Provided is an induction heating cell for processing a part. In
some examples, the induction heating cell comprises a die, an
induction heater, and a bladder. The die is configured to receive
the part and to support the part during its processing. The
induction heater is configured to generate a magnetic field and to
heat the part, directly and/or indirectly, while processing the
part. The bladder is configured to applying uniform pressure to the
part. Specifically, the bladder comprises flat portions and an
expansion feature, disposed between the flat portions extending at
least in a direction substantially perpendicular to the flat
portions. The flat portions are configured to contact e.g.,
directly contact) the part and exert the pressure on the part while
processing the part. The expansion feature has a height, extending
in the direction substantially perpendicular to the flat portions.

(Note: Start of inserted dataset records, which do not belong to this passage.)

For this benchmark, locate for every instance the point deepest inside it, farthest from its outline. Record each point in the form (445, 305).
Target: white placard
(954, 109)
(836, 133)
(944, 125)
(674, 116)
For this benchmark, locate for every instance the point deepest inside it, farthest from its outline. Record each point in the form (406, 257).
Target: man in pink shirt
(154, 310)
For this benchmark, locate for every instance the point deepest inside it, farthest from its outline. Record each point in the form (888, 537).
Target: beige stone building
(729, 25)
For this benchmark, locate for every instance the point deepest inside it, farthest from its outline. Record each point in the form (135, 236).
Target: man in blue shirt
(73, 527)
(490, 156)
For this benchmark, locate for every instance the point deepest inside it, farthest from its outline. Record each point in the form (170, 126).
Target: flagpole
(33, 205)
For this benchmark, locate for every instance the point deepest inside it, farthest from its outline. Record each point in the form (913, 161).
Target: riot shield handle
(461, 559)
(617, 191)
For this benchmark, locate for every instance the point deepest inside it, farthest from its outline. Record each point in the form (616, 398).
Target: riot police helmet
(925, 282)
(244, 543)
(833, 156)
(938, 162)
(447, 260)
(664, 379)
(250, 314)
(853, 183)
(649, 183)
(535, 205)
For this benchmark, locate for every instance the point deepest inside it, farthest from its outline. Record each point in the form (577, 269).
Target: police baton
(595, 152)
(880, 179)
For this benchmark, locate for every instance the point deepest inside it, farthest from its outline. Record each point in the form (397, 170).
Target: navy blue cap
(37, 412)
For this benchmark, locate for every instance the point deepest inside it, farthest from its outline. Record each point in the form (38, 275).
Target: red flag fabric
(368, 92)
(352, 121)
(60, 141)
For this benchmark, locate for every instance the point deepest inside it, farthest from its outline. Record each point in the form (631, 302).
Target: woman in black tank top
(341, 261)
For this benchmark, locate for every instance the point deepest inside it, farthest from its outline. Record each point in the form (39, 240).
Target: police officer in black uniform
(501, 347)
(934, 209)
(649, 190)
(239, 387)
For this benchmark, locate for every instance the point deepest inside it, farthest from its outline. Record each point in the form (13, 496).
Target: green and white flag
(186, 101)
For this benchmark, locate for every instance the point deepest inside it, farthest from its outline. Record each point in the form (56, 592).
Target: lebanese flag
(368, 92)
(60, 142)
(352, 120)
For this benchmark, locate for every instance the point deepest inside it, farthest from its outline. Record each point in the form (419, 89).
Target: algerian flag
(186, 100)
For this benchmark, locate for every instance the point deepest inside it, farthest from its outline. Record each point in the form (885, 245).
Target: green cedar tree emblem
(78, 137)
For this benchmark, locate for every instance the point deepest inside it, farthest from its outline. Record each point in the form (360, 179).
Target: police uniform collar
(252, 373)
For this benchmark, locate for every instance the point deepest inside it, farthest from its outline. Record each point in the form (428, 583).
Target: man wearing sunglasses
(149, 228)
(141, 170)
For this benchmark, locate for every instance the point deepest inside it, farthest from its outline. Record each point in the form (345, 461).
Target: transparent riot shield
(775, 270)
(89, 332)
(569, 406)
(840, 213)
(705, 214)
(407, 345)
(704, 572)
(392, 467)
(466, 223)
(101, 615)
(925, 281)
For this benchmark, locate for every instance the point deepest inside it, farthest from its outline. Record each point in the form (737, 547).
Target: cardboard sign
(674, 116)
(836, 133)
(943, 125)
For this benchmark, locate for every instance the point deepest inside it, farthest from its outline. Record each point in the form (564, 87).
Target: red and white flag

The height is configured to change while heating the part. In some
examples, one or more other characteristics of the expansion
feature change as well.
In some examples, the distance between the flat portions, separated
by the expansion feature, is configured to change while heating the
part. In the same or other examples, the flat portions are
configured to at least partially transition into the expansion
feature while heating the part. The flat portions and the expansion
feature may be monolithic. For example, the flat portions and the
expansion feature are formed by a continuous sheet. In some
examples, the bladder is formed from a metal (e.g., aluminum) or a
metal alloy (e.g., an aluminum alloy), The expansion feature may
have one of a trapezoid cross-sectional shape or a loop
cross-sectional shape.
In some examples, the induction heating cell further comprises a
caul directly interfacing the flat portions of the bladder. The
caul and the expansion feature may form an expansion pocket,
isolated by the caul from the part. The caul may be a continuous
sheet overlapping with multiple expansion features, comprising the
expansion feature.
Also provided is a method of processing a part. In some examples,
the method of processing comprises a step of positioning a part
between a die and a bladder of an induction heating cell. The
method of processing comprises a step of applying pressure to the
part using the die (1100) and the bladder. The method of processing
comprises a step of heating the part using an induction heater of
the induction heating cell. During the step of heating the part,
the overall length increase of the part in one direction is
substantially identical to an overall length increase of the
bladder in the same direction. The coefficient of thermal expansion
(CTE) of the bladder may be different from the CTE of the part. The
CTE of the bladder is at least two times greater than the CTE of
the part. For example, the bladder is formed from a metal or a
metal alloy, and wherein the part is a composite part. More
specifically, the part comprises a carbon reinforced organic matrix
composite.
In some examples, the bladder comprises flat portions and an
expansion feature, disposed between the flat portions and extending
in a direction substantially perpendicular to the flat portions.
The flat portions contact the part and apply the pressure on the
part. The expansion feature has a height in the direction
substantially perpendicular to the flat portions. The height of the
expansion feature changes during the step of heating the part. In
some examples, the distance between the flat portions, separated by
the expansion feature, changes during the step of heating the part.
The flat portions may at least partially transition into the
expansion feature while during the step of heating the part. The
flat portions and the expansion feature may be monolithic. For
example, the flat portions and the expansion feature are formed by
a continuous sheet. The cross-sectional shape of the expansion
feature changes during the step of heating the part.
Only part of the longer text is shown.